Empirical analysis of Binding Precedent efficiency in the Brazilian Supreme Court via Similar Case Retrieval
- URL: http://arxiv.org/abs/2407.07004v2
- Date: Tue, 23 Jul 2024 18:20:45 GMT
- Title: Empirical analysis of Binding Precedent efficiency in the Brazilian Supreme Court via Similar Case Retrieval
- Authors: Raphaƫl Tinarrage, Henrique Ennes, Lucas E. Resck, Lucas T. Gomes, Jean R. Ponciano, Jorge Poco,
- Abstract summary: We empirically assess the legal impact of five binding precedents, 11, 14, 17, 26 and 37, at the highest court level.

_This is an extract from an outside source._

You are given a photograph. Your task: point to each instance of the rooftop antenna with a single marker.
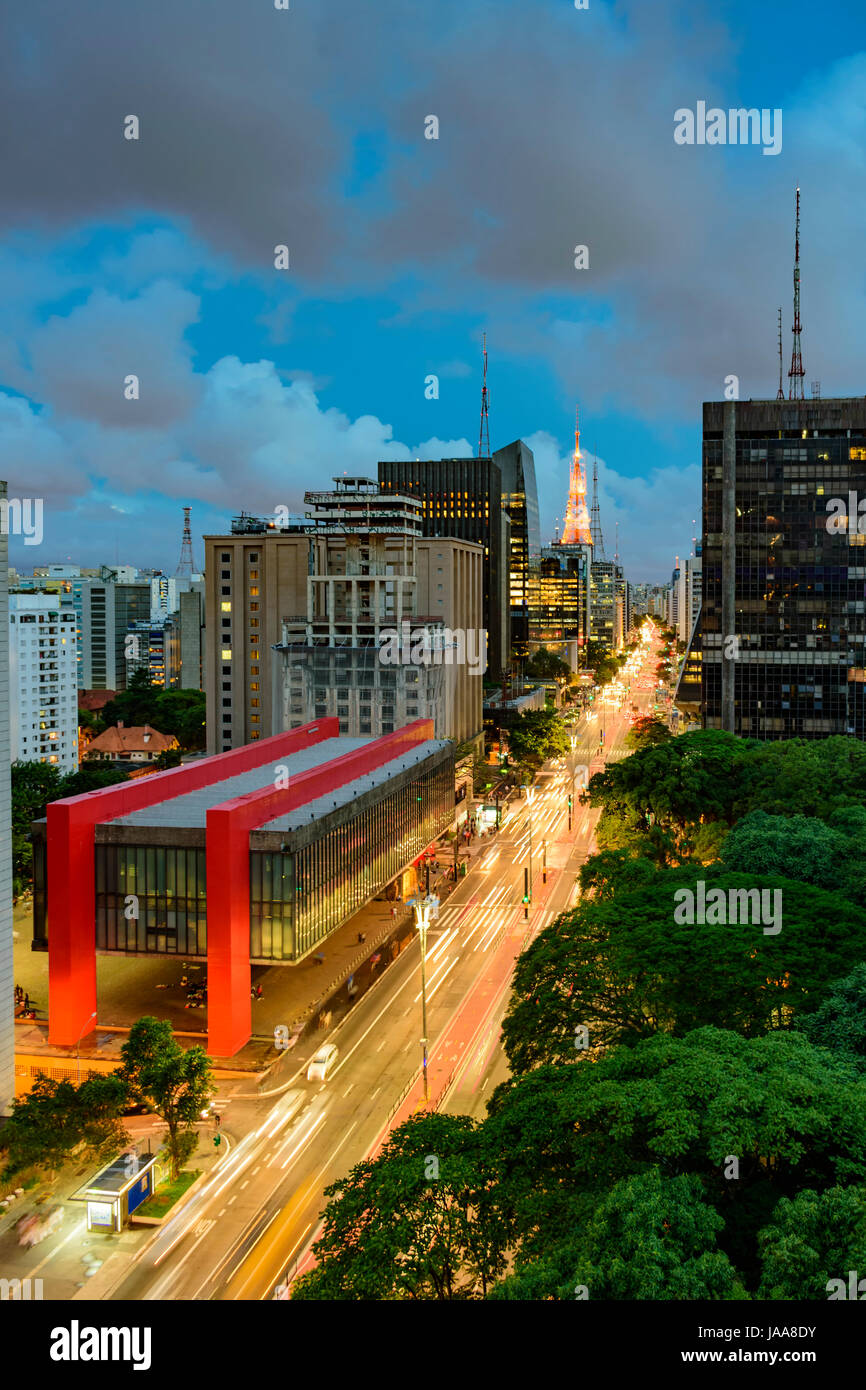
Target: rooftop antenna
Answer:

We compare the uses of different methods of Natural Language Processing for Similar Case Retrieval.
We observe that the deep learning models performed significantly worse in the specific Similar Case Retrieval task.
- Score: 3.317447070657057
- License: http://arxiv.org/licenses/nonexclusive-distrib/1.0/
- Abstract: Binding precedents (S\'umulas Vinculantes) constitute a juridical instrument unique to the Brazilian legal system and whose objectives include the protection of the Federal Supreme Court against repetitive demands. Studies of the effectiveness of these instruments in decreasing the Court's exposure to similar cases, however, indicate that they tend to fail in such a direction, with some of the binding precedents seemingly creating new demands. We empirically assess the legal impact of five binding precedents, 11, 14, 17, 26 and 37, at the highest court level through their effects on the legal subjects they address. This analysis is only possible through the comparison of the Court's ruling about the precedents' themes before they are created, which means that these decisions should be detected through techniques of Similar Case Retrieval. The contributions of this article are therefore twofold: on the mathematical side, we compare the uses of different methods of Natural Language Processing -- TF-IDF, LSTM, BERT, and regex -- for Similar Case Retrieval, whereas on the legal side, we contrast the inefficiency of these binding precedents with a set of hypotheses that may justify their repeated usage. We observe that the deep learning models performed significantly worse in the specific Similar Case Retrieval task and that the reasons for binding precedents to fail in responding to repetitive demand are heterogeneous and case-dependent, making it impossible to single out a specific cause.